Stanford EE274: Data Compression I 2023 I Lecture 2 - Prefix Free Codes

18 Apr 2024 (12 months ago)

Introduction

The video reviews a quiz from the previous lecture, covering topics such as fixed-length codes, bits per symbol, and the optimality of using larger block sizes for encoding.
The concept of lossless compression is introduced, and two specific categories of codes are mentioned.
An exercise from the previous lecture involving decoding an encoded sequence is reviewed, and the decoding process is explained.

Uniquely decodable codes are defined as codes where no two input sequences of length greater than or equal to 1 are encoded to the same output.
Morse code is not uniquely decodable in the context of modern compression algorithms because it does not have a way to denote the separation between words without using spaces or gaps.
Commonly used letters in a language tend to have shorter code words in uniquely decodable codes, such as Morse code, to optimize the overall message length.

Prefix codes are uniquely decodable, meaning that no two sequences map to the same code.
Prefix codes can be represented as binary trees where each leaf represents a code word.
A decoding algorithm for prefix codes involves starting at the root of the tree and following the branches corresponding to the input symbols until a leaf is reached, at which point the corresponding code word is decoded.
Prefix codes are equivalent to binary trees where all code words are leaves.
Prefix-free codes are good enough for most practical purposes, so uniquely decodable codes that are not prefix-free will not be studied in detail.

A good prefix-free code minimizes the expected length of the codeword while satisfying the prefix condition.
The first property states that if the probability of symbol S1 is greater than the probability of symbol S2, then the length of the codeword for S1 should be smaller than the length of the codeword for S2.
The second property states that the length of the codeword for a symbol X should be roughly equal to the logarithm base 2 of the inverse of the probability of X.

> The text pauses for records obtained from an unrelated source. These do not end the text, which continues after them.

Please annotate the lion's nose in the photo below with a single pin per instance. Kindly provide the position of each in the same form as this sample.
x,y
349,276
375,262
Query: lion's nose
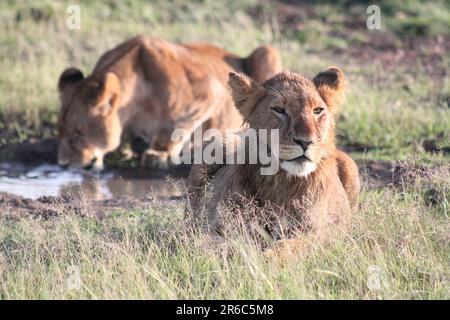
x,y
305,144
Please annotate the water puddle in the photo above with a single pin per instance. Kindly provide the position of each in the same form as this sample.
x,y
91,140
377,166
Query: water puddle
x,y
33,182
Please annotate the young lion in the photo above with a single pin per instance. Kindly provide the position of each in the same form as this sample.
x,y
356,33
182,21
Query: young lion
x,y
316,186
148,87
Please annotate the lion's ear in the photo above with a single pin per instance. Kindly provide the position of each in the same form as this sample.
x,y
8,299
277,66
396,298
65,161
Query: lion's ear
x,y
109,97
245,92
331,86
68,77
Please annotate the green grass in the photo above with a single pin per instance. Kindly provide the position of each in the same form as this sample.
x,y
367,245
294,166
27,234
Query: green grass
x,y
387,111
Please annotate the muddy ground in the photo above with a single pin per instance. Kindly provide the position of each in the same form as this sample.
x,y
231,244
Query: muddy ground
x,y
382,50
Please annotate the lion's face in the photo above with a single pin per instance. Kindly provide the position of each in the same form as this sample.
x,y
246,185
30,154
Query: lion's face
x,y
88,123
302,110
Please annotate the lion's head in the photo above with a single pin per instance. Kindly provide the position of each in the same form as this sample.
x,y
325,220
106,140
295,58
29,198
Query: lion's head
x,y
301,109
88,123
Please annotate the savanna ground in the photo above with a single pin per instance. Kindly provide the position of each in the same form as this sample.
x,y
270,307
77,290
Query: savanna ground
x,y
396,123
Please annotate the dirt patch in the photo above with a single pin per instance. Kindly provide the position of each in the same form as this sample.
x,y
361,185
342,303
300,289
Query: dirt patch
x,y
30,152
14,207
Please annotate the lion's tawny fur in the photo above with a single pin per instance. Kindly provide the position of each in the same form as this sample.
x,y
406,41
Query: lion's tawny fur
x,y
148,87
319,202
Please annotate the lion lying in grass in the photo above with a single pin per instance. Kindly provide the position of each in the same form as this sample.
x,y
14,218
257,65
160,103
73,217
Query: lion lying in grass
x,y
317,185
148,87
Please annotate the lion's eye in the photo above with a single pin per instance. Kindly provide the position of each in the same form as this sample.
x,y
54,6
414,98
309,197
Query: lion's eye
x,y
281,112
318,110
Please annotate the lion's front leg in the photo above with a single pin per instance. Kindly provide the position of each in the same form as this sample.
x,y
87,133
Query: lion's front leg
x,y
286,249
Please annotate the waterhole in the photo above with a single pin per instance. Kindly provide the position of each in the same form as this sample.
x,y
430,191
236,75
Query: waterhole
x,y
33,182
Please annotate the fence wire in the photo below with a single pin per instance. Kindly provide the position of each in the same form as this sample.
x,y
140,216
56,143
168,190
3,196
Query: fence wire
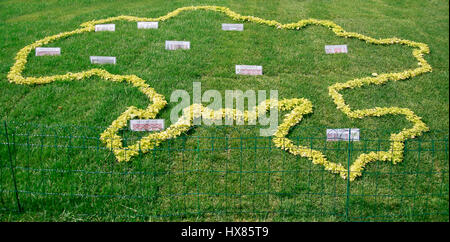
x,y
67,173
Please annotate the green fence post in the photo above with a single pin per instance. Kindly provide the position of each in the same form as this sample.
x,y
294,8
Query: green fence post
x,y
12,168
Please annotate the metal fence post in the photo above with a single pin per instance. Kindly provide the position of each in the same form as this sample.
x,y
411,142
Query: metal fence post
x,y
19,207
347,203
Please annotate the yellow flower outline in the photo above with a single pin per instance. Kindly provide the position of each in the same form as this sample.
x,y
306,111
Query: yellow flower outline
x,y
298,107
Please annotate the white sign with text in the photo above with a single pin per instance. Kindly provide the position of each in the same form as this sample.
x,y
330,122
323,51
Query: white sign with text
x,y
175,45
40,51
103,59
147,124
233,27
343,134
334,49
248,70
147,25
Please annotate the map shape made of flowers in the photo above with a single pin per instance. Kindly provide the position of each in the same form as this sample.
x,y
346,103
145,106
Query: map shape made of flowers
x,y
298,107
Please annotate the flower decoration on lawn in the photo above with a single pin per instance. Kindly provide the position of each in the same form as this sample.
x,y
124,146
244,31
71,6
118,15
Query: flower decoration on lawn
x,y
297,107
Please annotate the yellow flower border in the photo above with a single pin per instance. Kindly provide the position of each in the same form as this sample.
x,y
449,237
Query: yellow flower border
x,y
298,107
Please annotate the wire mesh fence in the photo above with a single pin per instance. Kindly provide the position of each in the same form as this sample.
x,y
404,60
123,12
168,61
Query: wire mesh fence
x,y
67,173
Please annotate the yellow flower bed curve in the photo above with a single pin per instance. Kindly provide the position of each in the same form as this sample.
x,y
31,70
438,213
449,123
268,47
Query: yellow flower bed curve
x,y
298,107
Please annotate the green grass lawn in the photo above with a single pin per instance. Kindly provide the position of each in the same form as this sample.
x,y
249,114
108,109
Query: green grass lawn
x,y
222,173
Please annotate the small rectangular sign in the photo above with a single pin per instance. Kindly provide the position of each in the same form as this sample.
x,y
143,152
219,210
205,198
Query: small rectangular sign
x,y
343,134
334,49
248,70
175,45
147,25
233,27
103,60
40,51
105,27
146,124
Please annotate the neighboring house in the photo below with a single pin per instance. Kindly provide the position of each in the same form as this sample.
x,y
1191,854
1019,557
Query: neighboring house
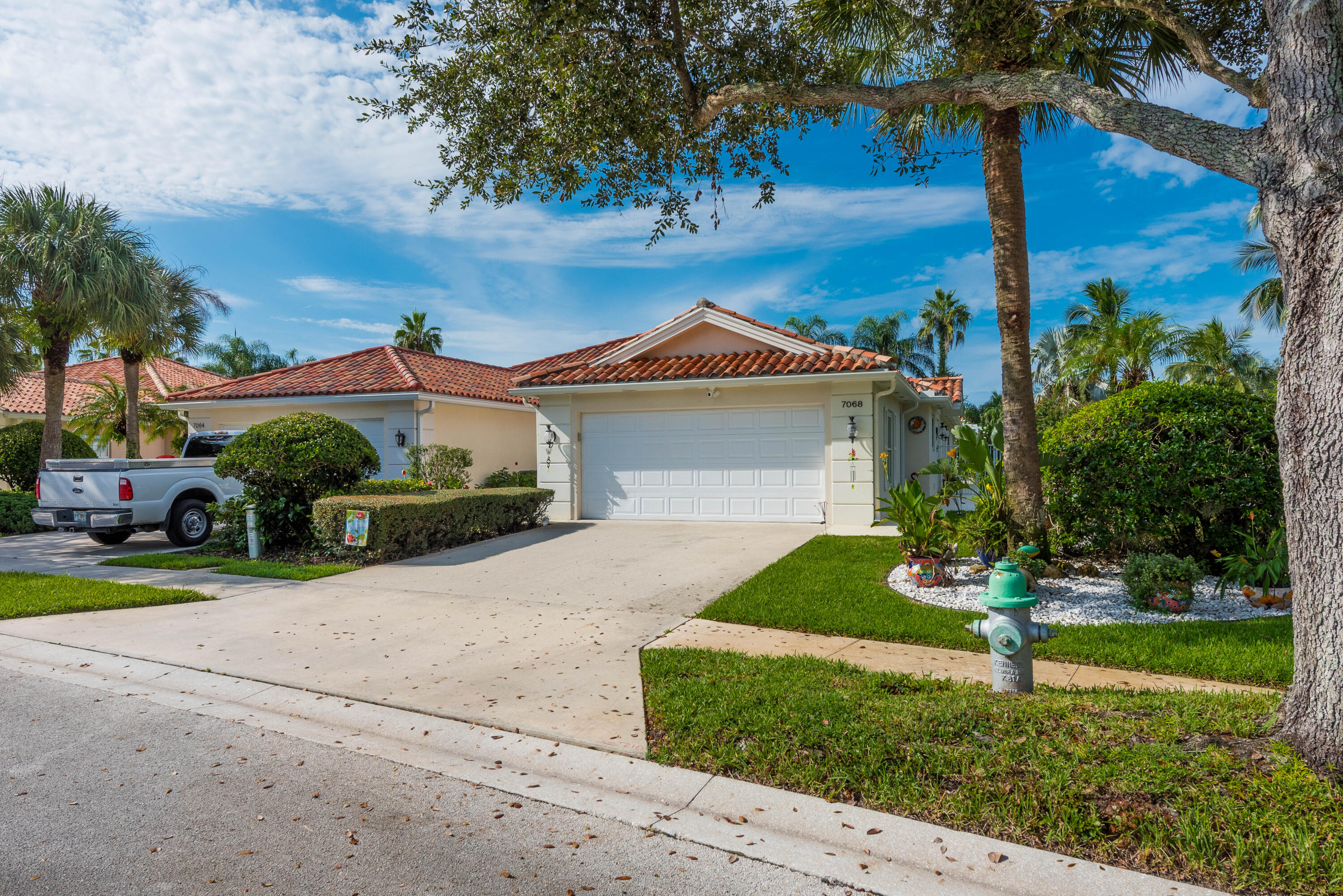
x,y
714,415
395,397
159,376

Shannon code is a prefix code that achieves the second property, i.e., the length of the codeword for any symbol X is equal to the logarithm base 2 of the inverse of the probability of X.
To construct a Shannon code, compute the length of the codeword for each symbol, sort the symbols in increasing order of their lengths, and then assign codewords greedily starting from the leaves of the tree.

The video explains how to construct a prefix-free code for a given distribution of symbols.
The construction algorithm involves sorting the symbols in increasing order of length and then assigning codewords to each symbol starting from the shortest symbol.
The codewords are assigned in such a way that no codeword is a prefix of another codeword.
The resulting code is a prefix-free code, which means that it can be uniquely decoded.

The optimality of the constructed code is discussed, and it is shown that the code is not necessarily the best possible code in terms of expected code length.
A proof is provided to show that the construction algorithm always works, i.e., a leaf at any depth is always available without violating the prefix condition.
The proof involves mathematical manipulations and properties of logarithms.

The prefix-free property states that no node in a tree can have a prefix that is also a prefix of another node.
The proof shows that even after removing all nodes that violate the prefix-free property, there is still at least one valid node left.
The total number of leaves at depth LX M +1 minus the summation from 1 to M of the number of leaves not allowed because they are descended from existing code words is greater than or equal to one.
This means that there is at least one leaf left at every step which can be assigned to the next symbol to XM + 1.

The last two topics, Kraft's inequality and the proof of the construction algorithm, will be covered in the next lecture.
Students are encouraged to make examples and trees to help them understand the concepts.